L’infinie tristesse des envahis s’égaya des lilas et des primevères, parce que les enfants coururent à travers bois et rentrèrent le sarreau plein de corolles.

Les mères souriaient un instant, et bien vite por­taient tous les pétales et tous les parfums, à l’autel de famille composé des photographies des fils et du mari.

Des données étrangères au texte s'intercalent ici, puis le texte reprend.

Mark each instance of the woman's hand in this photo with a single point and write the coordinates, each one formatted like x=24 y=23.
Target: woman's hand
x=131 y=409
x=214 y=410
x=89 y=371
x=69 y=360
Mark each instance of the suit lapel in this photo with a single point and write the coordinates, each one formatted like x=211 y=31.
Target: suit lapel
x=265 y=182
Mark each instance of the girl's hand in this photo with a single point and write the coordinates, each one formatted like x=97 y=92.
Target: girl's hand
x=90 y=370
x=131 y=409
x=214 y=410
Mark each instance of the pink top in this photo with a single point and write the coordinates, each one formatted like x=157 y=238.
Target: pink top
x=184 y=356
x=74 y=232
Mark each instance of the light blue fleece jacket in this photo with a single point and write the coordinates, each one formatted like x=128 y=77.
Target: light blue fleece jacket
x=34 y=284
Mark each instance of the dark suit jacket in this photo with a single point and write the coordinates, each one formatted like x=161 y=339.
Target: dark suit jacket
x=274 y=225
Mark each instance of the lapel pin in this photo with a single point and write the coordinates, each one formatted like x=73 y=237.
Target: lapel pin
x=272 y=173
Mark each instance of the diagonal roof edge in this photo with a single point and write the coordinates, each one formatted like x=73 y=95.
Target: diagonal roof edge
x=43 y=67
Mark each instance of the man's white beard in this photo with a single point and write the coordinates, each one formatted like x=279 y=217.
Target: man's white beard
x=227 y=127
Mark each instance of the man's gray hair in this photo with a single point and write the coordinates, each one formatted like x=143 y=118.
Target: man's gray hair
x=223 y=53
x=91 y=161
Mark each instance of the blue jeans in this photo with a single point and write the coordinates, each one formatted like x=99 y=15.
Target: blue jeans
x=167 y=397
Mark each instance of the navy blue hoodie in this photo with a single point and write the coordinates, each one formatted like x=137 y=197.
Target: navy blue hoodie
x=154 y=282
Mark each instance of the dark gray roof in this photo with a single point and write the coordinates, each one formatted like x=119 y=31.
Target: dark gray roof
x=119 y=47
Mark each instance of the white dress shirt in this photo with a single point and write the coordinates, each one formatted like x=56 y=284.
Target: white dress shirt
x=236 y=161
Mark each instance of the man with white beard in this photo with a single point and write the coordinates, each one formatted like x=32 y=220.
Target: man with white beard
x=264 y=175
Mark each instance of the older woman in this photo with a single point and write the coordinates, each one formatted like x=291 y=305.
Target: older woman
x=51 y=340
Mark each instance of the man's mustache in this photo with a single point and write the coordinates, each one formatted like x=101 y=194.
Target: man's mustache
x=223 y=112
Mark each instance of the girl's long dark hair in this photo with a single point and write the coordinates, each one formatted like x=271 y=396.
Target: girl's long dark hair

Quel sort était celui de ces derniers ? Toutes les femmes gardaient au fond de leur regard l’an­goisse de ce point d’interrogation ; et leurs masques s’affaissaient en des rictus de désespoir. L’échec des Français — aggravé par la crue de l’Aisne — avait été démesurément grossi par les Allemands ; mais la confiance restait inébranlable ; on attendait les efforts de l’armée. Certainement qu’une fois la terre raffermie, les hommes pourraient se battre. On vivait de cet espoir, quand une après-midi, vers deux heures, un officier vint supplier madame de l’Écluse de venir au château.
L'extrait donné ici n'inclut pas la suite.